Repères géographiques
Présentation générale
Ilulissat et la baie de Disko :
la patrimonialisation de sites exceptionnels sur la Côte orientale du Groenland
La baie de Disko : un site exceptionnel sur la Côte orientale du Groenland
L’image satellite couvre deux ensembles bien distincts. Toute la moitié orientale apparaît blanche car elle correspond à l’immense inlandsis du Groenland, une des plus importantes calottes glaciaires au monde avec celle du continent antarctique, d’une moyenne de 1 500 m de hauteur. On distingue à sa surface des lacs de fonte en bleu et la vieille glace en gris rosé. De ses flancs se détachent d’immenses glaciers qui descendent vers la mer avec en particulier du nord vers le sud les glaciers Eqi, Sermeq Kujalleq et Nordenskjolds. Toute la moitié occidentale correspond à un vaste plateau profondément marqué par la morphologie glaciaire dont le contact avec la mer s’effectue par une vaste côte à fjords.
Nous sommes ici au Sud-Ouest du Groenland – une immense île de 2,1 million km2 couverte à 80 % de glace - bordé par la mer de Baffin où se déploie la baie de Disko bien visible au centre de l’image. S’étendant sur 150 kilomètres du nord au sud et 100 kilomètres d’est en ouest, c’est la plus grande baie ouverte de l’ouest du Groenland.
Cette baie appartient à la commune d’Ilulissat. Elle est constituée au sud par de petites îles dans l’archipel de la ville d’Aasiaat, au sud-est par les établissements de Qasigiannguit et Ilimanaq, au centre-est par le fjord - glacier et la ville d’Ilulissat et à l’ouest par l’île Qeqertarsuaq. C’est un désert humain comptant environ 10 000 habitants, dont près de la moitié vit à Ilulissat, la grande ville de la baie portée par l’économie touristique.
Cette baie connaît de fortes contraintes climatiques : les étés y sont froids et les hivers extrêmement froids. À titre d’exemple, à Ilulissat la température annuelle moyenne est de -5° degrés et certains hivers connaissent des -20° de température malgré sa position littorale, tandis que la moyenne des précipitations est de 20 millimètres. Ainsi, pendant les six mois d’hiver, la mer est recouverte par la banquise et ne redevient navigable que durant les six mois.
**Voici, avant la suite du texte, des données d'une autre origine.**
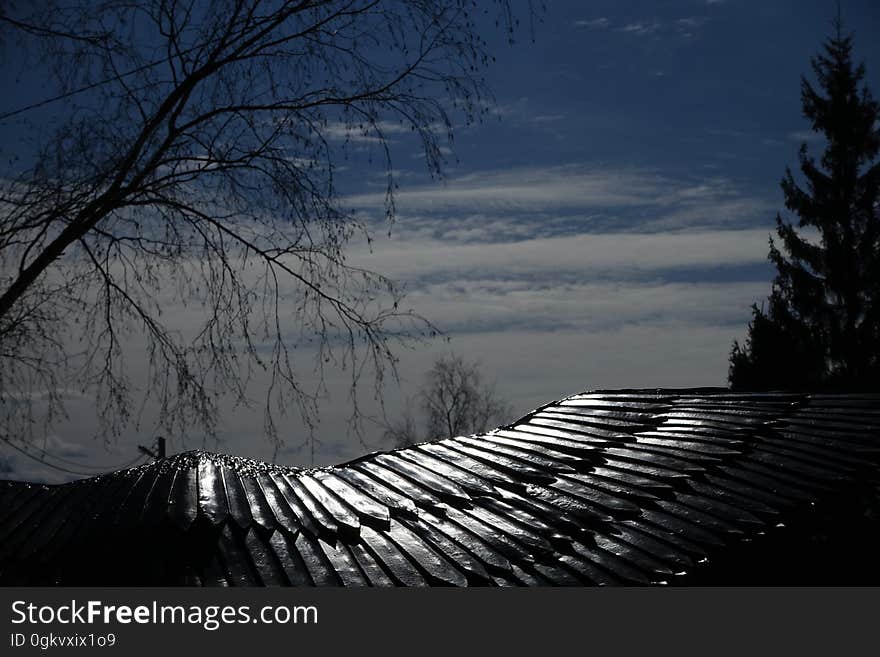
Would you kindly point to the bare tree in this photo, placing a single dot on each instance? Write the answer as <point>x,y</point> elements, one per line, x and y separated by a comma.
<point>194,163</point>
<point>455,401</point>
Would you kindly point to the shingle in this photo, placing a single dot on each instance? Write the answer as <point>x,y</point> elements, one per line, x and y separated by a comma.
<point>600,488</point>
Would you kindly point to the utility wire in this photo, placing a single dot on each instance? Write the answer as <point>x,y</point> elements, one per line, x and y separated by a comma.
<point>42,461</point>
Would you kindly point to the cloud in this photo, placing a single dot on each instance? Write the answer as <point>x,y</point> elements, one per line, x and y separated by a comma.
<point>486,205</point>
<point>684,27</point>
<point>594,23</point>
<point>565,259</point>
<point>366,133</point>
<point>642,28</point>
<point>808,136</point>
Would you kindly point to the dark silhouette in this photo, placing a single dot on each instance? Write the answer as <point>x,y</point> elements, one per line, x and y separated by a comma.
<point>196,166</point>
<point>821,325</point>
<point>455,401</point>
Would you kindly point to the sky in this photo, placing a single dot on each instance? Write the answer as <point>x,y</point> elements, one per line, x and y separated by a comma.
<point>605,227</point>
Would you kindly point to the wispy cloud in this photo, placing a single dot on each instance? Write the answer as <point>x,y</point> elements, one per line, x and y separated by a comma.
<point>571,199</point>
<point>805,135</point>
<point>594,23</point>
<point>642,28</point>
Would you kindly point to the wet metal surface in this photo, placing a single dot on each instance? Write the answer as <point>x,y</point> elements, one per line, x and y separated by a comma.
<point>628,487</point>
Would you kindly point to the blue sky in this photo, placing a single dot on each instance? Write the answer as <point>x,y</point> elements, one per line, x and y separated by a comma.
<point>606,226</point>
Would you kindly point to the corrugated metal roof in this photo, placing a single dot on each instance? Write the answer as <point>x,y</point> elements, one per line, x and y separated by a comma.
<point>607,487</point>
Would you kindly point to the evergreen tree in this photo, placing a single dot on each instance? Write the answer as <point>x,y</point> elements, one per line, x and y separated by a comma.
<point>821,326</point>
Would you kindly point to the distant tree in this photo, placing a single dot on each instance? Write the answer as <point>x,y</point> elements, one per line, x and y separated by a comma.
<point>195,163</point>
<point>455,401</point>
<point>821,327</point>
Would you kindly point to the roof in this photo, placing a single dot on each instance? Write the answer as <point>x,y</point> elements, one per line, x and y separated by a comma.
<point>607,487</point>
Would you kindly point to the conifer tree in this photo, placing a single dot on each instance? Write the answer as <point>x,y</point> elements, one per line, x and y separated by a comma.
<point>821,326</point>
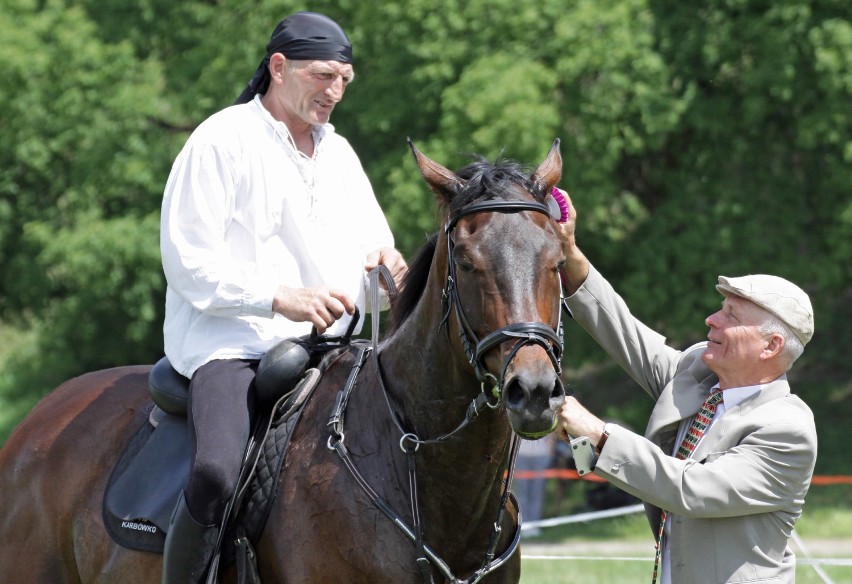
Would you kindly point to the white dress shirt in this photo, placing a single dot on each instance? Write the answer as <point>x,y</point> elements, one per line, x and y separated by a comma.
<point>243,213</point>
<point>730,398</point>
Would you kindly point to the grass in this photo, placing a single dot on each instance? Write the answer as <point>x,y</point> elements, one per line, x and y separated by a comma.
<point>567,567</point>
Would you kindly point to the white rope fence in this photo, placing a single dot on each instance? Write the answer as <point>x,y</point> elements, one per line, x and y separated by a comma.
<point>807,560</point>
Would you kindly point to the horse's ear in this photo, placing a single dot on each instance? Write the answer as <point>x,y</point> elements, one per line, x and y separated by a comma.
<point>550,171</point>
<point>444,182</point>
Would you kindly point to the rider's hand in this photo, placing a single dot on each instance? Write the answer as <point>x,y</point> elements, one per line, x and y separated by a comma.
<point>318,305</point>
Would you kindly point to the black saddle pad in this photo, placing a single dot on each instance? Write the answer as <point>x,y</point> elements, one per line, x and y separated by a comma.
<point>154,468</point>
<point>146,483</point>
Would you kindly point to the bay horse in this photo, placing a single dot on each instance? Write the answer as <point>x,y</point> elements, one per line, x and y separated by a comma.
<point>415,490</point>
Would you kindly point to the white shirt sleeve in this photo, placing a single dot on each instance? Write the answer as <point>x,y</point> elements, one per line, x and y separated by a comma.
<point>198,208</point>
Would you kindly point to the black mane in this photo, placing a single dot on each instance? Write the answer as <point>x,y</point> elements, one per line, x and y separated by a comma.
<point>484,181</point>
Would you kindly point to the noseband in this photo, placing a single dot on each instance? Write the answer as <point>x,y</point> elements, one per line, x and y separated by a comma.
<point>523,333</point>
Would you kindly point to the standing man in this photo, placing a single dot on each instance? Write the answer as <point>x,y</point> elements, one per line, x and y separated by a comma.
<point>269,226</point>
<point>723,479</point>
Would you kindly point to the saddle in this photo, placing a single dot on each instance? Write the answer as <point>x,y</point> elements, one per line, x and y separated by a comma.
<point>147,481</point>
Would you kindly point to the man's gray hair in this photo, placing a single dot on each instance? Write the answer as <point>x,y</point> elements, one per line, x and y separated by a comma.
<point>793,347</point>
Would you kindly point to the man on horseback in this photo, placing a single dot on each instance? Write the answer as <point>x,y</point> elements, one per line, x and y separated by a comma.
<point>269,225</point>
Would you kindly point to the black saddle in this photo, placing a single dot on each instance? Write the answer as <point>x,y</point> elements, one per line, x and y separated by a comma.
<point>153,470</point>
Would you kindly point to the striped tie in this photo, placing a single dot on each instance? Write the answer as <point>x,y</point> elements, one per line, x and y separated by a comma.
<point>699,425</point>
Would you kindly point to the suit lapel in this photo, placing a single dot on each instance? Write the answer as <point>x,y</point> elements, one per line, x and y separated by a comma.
<point>680,399</point>
<point>731,419</point>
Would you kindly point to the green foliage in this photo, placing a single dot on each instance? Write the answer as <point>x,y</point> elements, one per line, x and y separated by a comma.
<point>697,140</point>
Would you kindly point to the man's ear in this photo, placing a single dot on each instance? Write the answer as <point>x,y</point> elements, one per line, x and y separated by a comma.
<point>277,64</point>
<point>773,348</point>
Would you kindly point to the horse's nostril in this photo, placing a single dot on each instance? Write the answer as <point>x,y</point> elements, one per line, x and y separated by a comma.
<point>558,391</point>
<point>514,394</point>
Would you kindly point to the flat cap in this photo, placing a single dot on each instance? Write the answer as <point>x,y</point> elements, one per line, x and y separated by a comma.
<point>789,303</point>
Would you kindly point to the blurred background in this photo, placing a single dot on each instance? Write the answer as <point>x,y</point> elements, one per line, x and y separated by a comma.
<point>698,139</point>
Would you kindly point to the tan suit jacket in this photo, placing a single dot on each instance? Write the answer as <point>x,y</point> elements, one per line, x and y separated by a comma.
<point>735,502</point>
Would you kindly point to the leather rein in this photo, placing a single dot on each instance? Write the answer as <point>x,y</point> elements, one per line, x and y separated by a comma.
<point>475,349</point>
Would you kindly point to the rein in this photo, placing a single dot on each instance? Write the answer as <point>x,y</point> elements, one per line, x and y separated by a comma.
<point>522,333</point>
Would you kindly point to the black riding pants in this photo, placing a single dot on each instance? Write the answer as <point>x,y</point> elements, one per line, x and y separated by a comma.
<point>221,410</point>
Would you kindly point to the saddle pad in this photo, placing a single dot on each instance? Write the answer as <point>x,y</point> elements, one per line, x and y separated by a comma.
<point>262,487</point>
<point>154,469</point>
<point>146,483</point>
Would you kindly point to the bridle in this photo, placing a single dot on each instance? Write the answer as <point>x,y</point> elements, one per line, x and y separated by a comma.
<point>523,333</point>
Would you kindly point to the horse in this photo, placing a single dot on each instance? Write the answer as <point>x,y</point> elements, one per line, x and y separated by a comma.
<point>416,486</point>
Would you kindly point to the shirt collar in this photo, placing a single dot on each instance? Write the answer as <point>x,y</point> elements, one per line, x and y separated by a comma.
<point>733,396</point>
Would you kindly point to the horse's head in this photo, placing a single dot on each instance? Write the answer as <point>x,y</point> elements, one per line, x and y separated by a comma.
<point>502,292</point>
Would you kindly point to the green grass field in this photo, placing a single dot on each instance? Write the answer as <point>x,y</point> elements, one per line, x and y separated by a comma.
<point>826,532</point>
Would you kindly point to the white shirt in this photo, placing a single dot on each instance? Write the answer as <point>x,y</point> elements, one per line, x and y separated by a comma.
<point>730,398</point>
<point>244,212</point>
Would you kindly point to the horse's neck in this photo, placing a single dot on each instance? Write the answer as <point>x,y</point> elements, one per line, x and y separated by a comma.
<point>431,385</point>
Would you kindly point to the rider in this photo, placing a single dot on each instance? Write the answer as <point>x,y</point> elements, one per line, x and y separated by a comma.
<point>269,225</point>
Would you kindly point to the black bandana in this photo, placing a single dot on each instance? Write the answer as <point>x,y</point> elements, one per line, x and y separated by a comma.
<point>301,36</point>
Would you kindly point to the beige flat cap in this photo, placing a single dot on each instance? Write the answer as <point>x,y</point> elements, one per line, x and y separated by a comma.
<point>780,297</point>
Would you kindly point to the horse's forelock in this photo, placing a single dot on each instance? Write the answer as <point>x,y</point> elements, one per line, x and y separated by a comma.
<point>482,181</point>
<point>486,181</point>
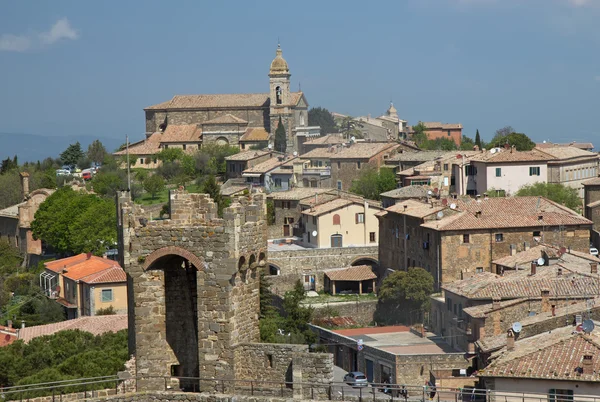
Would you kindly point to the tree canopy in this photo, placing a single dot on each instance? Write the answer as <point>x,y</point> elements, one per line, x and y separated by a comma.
<point>72,154</point>
<point>371,183</point>
<point>319,116</point>
<point>404,295</point>
<point>75,222</point>
<point>556,192</point>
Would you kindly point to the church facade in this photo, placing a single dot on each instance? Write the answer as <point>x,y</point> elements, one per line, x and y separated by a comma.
<point>237,119</point>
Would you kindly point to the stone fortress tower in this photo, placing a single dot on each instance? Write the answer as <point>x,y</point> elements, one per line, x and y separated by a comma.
<point>193,285</point>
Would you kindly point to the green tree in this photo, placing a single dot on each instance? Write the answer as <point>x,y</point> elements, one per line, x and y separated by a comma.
<point>404,293</point>
<point>319,116</point>
<point>478,139</point>
<point>154,184</point>
<point>96,152</point>
<point>280,137</point>
<point>72,154</point>
<point>556,192</point>
<point>74,222</point>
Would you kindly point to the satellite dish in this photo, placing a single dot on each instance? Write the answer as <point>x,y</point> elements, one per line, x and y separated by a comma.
<point>588,326</point>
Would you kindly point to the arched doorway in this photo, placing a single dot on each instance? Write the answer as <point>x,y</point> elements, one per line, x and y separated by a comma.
<point>181,271</point>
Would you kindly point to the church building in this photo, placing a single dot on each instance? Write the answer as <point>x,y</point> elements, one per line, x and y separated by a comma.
<point>230,119</point>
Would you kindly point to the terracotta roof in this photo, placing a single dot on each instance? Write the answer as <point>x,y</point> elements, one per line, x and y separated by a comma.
<point>226,119</point>
<point>255,134</point>
<point>181,133</point>
<point>515,156</point>
<point>359,150</point>
<point>486,285</point>
<point>219,101</point>
<point>592,182</point>
<point>297,193</point>
<point>357,273</point>
<point>555,356</point>
<point>267,165</point>
<point>149,146</point>
<point>437,124</point>
<point>96,325</point>
<point>509,212</point>
<point>80,266</point>
<point>328,206</point>
<point>247,155</point>
<point>568,152</point>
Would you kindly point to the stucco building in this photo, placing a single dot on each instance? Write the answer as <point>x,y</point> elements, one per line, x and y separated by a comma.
<point>453,237</point>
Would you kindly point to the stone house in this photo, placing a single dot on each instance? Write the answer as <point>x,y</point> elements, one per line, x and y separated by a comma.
<point>451,238</point>
<point>571,166</point>
<point>15,221</point>
<point>561,366</point>
<point>345,163</point>
<point>487,304</point>
<point>341,222</point>
<point>84,284</point>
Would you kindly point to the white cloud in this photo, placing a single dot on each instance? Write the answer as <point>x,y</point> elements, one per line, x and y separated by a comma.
<point>14,43</point>
<point>60,30</point>
<point>21,43</point>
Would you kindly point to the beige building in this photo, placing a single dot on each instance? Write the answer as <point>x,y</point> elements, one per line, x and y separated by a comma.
<point>84,284</point>
<point>341,223</point>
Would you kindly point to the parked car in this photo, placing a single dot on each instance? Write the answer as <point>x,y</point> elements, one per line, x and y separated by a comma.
<point>356,379</point>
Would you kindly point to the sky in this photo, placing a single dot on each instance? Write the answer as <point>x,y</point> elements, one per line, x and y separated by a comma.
<point>89,68</point>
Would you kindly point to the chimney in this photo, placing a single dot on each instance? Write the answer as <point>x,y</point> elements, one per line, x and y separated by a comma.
<point>24,185</point>
<point>510,340</point>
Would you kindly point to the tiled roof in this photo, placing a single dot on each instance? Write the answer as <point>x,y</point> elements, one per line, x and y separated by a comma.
<point>592,182</point>
<point>509,212</point>
<point>297,193</point>
<point>326,139</point>
<point>96,325</point>
<point>149,146</point>
<point>181,133</point>
<point>219,101</point>
<point>359,150</point>
<point>267,165</point>
<point>357,273</point>
<point>568,152</point>
<point>554,356</point>
<point>255,134</point>
<point>407,192</point>
<point>506,155</point>
<point>80,266</point>
<point>328,206</point>
<point>246,156</point>
<point>110,275</point>
<point>486,285</point>
<point>226,119</point>
<point>437,124</point>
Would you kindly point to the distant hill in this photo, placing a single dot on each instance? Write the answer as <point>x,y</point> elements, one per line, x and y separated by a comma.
<point>31,147</point>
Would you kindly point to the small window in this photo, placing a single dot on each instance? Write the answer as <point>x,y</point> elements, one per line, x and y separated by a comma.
<point>360,217</point>
<point>107,295</point>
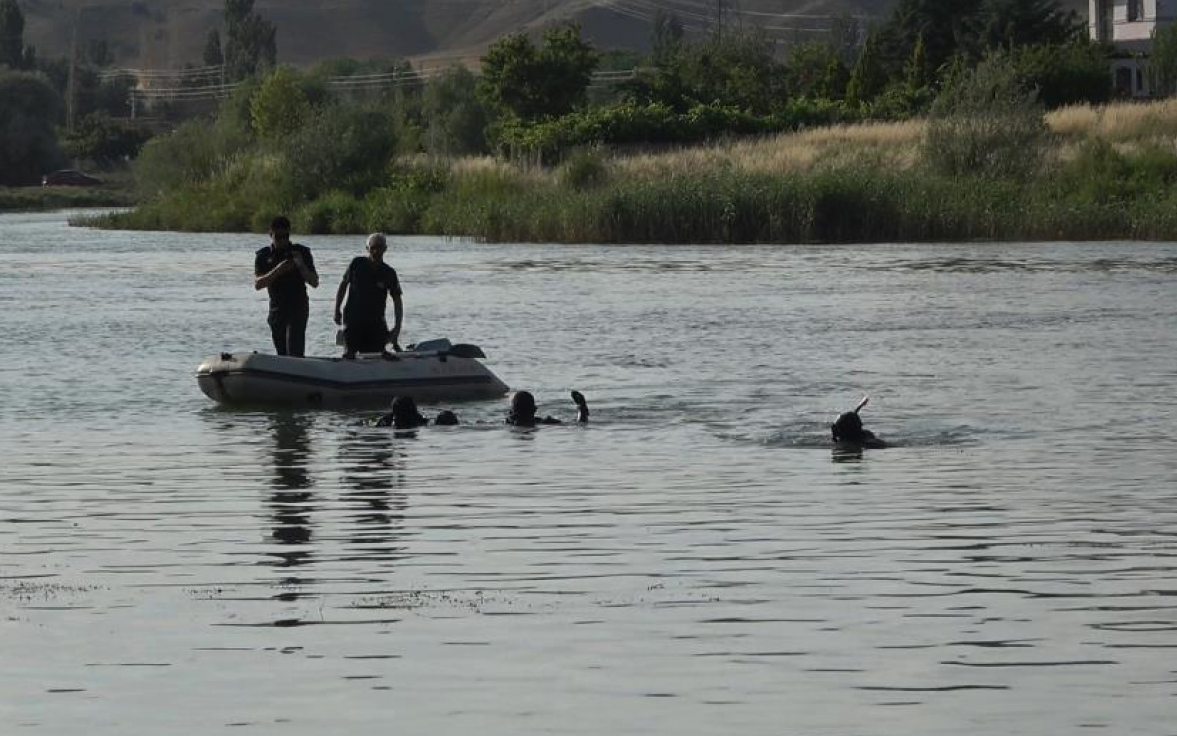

Des eaux d’une grande richesse halieutique
Ces eaux sont extrêmement poissonneuses du fait des sels nutritifs libérés par la fonte des neiges et des glaces en été. Les eaux de fontes fraîches forment en effet une couche d’eau douce plus légère, et donc plus flottante, que l’eau de mer, où le phytoplancton peut se développer grâce à la lumière du soleil. C’est pourquoi les phytoplanctons abondent sur la côte et dans les fjords du Groenland en été. Ils sont reconnaissables à leur couleur verte visible sur l’image, alors que l’eau qui entre dans la baie - provenant du courant du Groenland occidental - est plutôt bleue, salée et chaude.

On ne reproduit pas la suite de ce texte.